Prendendo a sua volta la parola, il giovane José Manuel De Urquidi Gonzalez ha avvertito che nell’ambiente digitale ci sono anche molte cose che non vengono da Dio perciò tutti i missionari, devono sapere dove sono le “trappole e i trucchi” della rete e per questo vengono formati. Quanto alle persone con le quali i missionari digitali si relazionano, si tratta di una popolazione che difficilmente si vede nelle chiese”, uomini e donne dai 18 ai 40 anni “che credono ‘senza appartenere’, ossia “coloro che sono usciti dalla Chiesa feriti da tante discriminazioni, o che si sono stancati della nostra predicazione, o che non hanno capito la nostra lingua, o magari che non hanno mai messo piede in una chiesa. Ma stanno ancora cercando”. Gonzalez ha rimarcato che “per la missione negli spazi digitali non è importante essere sacerdote o laico, uomo o donna, giovane o vecchio”, conta la capacità di ascoltare e comunicare. “Sogniamo insieme che un giorno tutte le diocesi abbiano le loro équipe di ‘missionari digitali’ inviate dai loro vescovi – ha concluso – e che il ministero dell’ascolto digitale per incontrare il fratello o la sorella che soffre possa essere una componente normale della vita della Chiesa”.

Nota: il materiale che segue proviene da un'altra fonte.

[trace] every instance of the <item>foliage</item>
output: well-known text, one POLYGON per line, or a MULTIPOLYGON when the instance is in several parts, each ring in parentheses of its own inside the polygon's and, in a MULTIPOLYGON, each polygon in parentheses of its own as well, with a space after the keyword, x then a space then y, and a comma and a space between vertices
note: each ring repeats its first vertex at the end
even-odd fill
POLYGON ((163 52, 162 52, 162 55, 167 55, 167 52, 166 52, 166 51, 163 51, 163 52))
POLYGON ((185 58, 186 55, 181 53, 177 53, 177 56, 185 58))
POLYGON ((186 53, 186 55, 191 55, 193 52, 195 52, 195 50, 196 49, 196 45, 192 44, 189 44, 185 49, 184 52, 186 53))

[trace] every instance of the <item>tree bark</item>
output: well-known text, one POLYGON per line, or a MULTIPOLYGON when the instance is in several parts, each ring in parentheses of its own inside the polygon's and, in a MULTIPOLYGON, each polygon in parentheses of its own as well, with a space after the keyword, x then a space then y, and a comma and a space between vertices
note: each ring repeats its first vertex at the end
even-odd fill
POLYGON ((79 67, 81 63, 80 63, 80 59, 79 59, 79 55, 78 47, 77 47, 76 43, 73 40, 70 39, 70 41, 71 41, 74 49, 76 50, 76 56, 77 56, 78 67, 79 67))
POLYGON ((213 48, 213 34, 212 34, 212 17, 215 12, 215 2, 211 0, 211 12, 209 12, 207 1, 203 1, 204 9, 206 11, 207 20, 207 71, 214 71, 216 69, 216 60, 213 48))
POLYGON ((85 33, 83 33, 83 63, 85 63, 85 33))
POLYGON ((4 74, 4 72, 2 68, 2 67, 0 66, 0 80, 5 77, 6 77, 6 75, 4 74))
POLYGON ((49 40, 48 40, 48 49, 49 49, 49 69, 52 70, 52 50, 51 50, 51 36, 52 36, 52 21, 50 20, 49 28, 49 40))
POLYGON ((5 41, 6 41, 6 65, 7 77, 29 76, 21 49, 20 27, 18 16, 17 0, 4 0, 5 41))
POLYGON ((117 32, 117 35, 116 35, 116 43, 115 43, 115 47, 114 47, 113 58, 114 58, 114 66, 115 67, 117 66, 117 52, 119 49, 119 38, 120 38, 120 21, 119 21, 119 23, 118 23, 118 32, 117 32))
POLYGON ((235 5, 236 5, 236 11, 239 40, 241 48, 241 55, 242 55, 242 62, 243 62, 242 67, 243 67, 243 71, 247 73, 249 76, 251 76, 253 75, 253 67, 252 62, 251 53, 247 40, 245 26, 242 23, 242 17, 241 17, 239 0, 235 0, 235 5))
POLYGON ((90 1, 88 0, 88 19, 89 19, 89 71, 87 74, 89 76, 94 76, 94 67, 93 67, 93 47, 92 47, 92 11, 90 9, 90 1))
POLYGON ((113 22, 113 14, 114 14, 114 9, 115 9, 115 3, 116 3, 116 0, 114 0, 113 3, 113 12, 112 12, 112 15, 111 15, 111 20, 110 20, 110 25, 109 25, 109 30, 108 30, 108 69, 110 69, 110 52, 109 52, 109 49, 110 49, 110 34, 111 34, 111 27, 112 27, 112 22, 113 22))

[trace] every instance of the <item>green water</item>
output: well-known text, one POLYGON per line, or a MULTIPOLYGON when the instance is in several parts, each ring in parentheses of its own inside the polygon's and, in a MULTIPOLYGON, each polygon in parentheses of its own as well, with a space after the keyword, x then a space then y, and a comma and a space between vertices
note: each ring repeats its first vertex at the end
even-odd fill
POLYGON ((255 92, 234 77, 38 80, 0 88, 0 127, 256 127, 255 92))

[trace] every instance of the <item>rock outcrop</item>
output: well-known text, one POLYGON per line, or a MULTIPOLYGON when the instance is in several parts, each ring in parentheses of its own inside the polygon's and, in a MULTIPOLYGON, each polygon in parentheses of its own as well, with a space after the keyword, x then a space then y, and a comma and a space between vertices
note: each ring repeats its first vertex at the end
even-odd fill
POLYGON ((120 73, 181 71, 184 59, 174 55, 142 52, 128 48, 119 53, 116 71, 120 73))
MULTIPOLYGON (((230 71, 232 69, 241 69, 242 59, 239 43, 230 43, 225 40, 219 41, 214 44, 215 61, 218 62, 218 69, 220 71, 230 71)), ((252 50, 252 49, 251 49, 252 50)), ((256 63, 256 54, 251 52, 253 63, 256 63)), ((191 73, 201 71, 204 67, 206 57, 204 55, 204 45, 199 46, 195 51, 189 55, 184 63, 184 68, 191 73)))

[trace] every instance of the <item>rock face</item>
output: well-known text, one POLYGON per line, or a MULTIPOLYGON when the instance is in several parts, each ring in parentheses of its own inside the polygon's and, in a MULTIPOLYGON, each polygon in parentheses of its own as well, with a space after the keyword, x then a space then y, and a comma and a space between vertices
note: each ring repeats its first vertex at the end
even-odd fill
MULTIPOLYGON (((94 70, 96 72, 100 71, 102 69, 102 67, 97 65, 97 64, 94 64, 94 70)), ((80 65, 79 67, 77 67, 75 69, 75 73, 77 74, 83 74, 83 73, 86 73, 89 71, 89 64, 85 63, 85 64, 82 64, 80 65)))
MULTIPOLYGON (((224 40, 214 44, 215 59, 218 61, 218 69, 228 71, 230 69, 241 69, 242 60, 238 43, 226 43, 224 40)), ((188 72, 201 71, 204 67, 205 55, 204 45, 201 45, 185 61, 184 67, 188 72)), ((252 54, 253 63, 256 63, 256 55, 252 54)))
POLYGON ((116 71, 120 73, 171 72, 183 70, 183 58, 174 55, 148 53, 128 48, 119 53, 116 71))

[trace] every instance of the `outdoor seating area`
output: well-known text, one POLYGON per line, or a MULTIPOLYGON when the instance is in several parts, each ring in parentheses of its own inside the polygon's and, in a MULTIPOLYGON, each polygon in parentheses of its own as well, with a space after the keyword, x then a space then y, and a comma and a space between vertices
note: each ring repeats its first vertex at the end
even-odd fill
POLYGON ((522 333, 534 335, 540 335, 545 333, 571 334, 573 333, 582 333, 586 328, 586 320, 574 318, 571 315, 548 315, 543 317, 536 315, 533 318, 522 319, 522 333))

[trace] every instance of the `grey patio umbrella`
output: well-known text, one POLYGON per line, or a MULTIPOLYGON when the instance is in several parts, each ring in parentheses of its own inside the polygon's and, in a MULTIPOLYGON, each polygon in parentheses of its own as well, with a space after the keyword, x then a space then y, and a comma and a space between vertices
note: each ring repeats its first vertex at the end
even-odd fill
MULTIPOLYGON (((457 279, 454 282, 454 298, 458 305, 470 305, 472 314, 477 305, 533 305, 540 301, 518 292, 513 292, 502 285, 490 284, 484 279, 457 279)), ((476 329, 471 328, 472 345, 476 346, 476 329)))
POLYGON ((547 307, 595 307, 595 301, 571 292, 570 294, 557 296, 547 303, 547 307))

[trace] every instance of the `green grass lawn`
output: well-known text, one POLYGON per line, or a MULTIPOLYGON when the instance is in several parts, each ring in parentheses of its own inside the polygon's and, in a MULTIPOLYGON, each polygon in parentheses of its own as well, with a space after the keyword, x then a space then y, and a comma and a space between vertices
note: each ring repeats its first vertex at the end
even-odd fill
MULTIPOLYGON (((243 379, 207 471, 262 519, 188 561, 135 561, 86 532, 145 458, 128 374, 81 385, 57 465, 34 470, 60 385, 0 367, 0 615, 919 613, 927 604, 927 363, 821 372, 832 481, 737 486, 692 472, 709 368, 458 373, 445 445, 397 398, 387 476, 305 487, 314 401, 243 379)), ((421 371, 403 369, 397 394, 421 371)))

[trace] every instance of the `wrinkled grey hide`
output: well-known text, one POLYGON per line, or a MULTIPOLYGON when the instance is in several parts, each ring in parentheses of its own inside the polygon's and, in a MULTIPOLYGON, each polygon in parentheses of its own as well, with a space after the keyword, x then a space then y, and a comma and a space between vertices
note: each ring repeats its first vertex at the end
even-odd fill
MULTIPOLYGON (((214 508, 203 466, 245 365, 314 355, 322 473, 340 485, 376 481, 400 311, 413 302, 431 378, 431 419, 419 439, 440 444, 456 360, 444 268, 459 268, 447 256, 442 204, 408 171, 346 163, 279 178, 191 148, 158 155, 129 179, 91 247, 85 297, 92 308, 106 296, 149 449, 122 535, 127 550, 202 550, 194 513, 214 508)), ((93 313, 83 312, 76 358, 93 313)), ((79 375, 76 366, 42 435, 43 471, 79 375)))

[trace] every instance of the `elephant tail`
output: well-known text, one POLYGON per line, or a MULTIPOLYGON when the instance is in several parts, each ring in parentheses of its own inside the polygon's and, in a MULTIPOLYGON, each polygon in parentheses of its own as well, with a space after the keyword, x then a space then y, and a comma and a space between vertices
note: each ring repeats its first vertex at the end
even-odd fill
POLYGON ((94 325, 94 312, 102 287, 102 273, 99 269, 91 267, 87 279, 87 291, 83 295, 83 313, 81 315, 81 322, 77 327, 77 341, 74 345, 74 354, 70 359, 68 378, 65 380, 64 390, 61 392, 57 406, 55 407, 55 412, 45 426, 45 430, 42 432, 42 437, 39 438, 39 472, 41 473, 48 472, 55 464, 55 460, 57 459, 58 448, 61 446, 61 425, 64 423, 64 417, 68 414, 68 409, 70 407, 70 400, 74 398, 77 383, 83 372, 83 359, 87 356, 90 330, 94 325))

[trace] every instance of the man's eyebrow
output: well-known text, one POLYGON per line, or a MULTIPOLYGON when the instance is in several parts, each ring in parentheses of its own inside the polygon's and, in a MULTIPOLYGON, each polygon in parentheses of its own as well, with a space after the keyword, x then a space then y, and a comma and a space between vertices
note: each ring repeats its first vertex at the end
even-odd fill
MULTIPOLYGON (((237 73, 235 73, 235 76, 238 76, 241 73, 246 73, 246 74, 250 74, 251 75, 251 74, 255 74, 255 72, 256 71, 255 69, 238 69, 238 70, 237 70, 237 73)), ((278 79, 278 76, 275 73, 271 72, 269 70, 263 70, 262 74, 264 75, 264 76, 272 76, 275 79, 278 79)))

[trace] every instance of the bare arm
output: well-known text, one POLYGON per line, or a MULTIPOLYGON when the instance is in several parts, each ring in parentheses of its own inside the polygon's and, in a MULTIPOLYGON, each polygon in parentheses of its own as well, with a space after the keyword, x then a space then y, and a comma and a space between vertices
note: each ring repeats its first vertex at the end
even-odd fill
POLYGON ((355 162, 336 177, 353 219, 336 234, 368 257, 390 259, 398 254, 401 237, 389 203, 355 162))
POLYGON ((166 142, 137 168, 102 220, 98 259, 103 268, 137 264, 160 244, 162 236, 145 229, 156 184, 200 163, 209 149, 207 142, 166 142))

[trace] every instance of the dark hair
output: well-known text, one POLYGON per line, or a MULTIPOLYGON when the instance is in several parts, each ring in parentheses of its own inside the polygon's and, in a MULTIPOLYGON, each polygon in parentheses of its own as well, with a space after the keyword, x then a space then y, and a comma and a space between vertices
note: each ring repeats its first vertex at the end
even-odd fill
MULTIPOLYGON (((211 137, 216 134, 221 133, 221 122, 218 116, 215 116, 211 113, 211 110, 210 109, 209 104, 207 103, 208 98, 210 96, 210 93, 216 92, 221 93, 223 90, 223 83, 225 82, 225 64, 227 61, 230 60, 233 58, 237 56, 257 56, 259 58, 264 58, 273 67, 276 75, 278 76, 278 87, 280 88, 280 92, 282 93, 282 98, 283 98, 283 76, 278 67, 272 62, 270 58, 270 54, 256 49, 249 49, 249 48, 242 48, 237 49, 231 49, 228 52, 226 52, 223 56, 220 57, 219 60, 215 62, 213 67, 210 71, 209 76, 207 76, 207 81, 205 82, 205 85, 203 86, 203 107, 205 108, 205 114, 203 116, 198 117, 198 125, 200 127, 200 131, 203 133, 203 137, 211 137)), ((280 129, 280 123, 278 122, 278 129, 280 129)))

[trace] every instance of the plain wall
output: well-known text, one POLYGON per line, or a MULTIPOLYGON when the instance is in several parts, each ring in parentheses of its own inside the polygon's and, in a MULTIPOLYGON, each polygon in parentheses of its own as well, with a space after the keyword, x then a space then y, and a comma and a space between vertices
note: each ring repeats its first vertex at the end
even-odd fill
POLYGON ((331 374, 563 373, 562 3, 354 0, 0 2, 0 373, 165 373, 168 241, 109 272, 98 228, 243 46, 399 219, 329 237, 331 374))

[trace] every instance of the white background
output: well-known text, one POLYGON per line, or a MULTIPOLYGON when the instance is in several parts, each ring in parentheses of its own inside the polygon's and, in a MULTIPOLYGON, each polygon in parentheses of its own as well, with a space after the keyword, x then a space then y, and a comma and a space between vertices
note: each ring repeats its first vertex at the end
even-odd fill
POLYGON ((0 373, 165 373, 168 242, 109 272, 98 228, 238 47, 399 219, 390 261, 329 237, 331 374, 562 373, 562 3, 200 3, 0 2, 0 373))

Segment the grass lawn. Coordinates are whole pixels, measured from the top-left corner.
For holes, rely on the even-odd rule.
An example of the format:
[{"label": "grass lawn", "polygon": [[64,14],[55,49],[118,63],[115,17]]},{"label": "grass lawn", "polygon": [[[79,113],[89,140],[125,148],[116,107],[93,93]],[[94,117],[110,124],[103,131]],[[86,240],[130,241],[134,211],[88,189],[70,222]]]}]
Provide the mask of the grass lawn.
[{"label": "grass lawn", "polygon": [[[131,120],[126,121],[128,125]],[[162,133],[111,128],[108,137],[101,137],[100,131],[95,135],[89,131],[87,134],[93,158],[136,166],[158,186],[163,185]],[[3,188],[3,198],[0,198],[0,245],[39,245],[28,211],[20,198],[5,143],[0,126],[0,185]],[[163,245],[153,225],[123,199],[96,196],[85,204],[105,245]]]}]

Un momento dei lavori dell’ottava Congregazione generale

Il vescovo nella prospettiva sinodale missionaria

A proposito del ministero episcopale nella prospettiva sinodale missionaria, il neo cardinale Stephen Ameyu Martin Mulla, arcivescovo di Juba, ha evidenziato che il vescovo deve “favorire la comunione missionaria all’interno della Chiesa diocesana” e “incoraggiare e sviluppare strumenti di partecipazione e di dialogo pastorale, essere consapevole del carattere missionario del suo ministero pastorale, promuovere una mentalità modellata dal pensiero sinodale e impegnarsi attivamente con i movimenti nella Chiesa”. L’esempio da seguire è quello delle prime comunità cristiane, e per questo il vescovo deve “essere coinvolto attivamente nella vita dei fedeli, a volte precedendoli, indicando la strada e mantenendo viva la loro speranza, altre volte semplicemente stando in mezzo a loro con una presenza senza pretese e misericordiosa” o camminando dietro i fedeli, “aiutando chi resta indietro e permettendo al gregge di intraprendere nuove strade”. Per il porporato, poi, al fine di “promuovere una comunione dinamica, aperta e missionaria, il vescovo deve incoraggiare e sviluppare gli strumenti di partecipazione proposti nel Codice di Diritto Canonico e altre forme di dialogo pastorale”. Orientandosi, inoltre, alla missione, i presuli devono “realizzare, promuovere e dirigere attività e iniziative”, promuovere “valori fondamentali come il riconoscimento del prossimo, il rispetto per la diversità culturale e la sana interazione tra diverse culture”. Ulteriore compito del vescovo, ha indicato infine il cardinale Mulla, è quello di “favorire la mutua collaborazione di tutti nella testimonianza evangelizzatrice a partire dai doni e dai ruoli di ciascuno, senza clericalizzare i laici e senza trasformare il clero in laico”.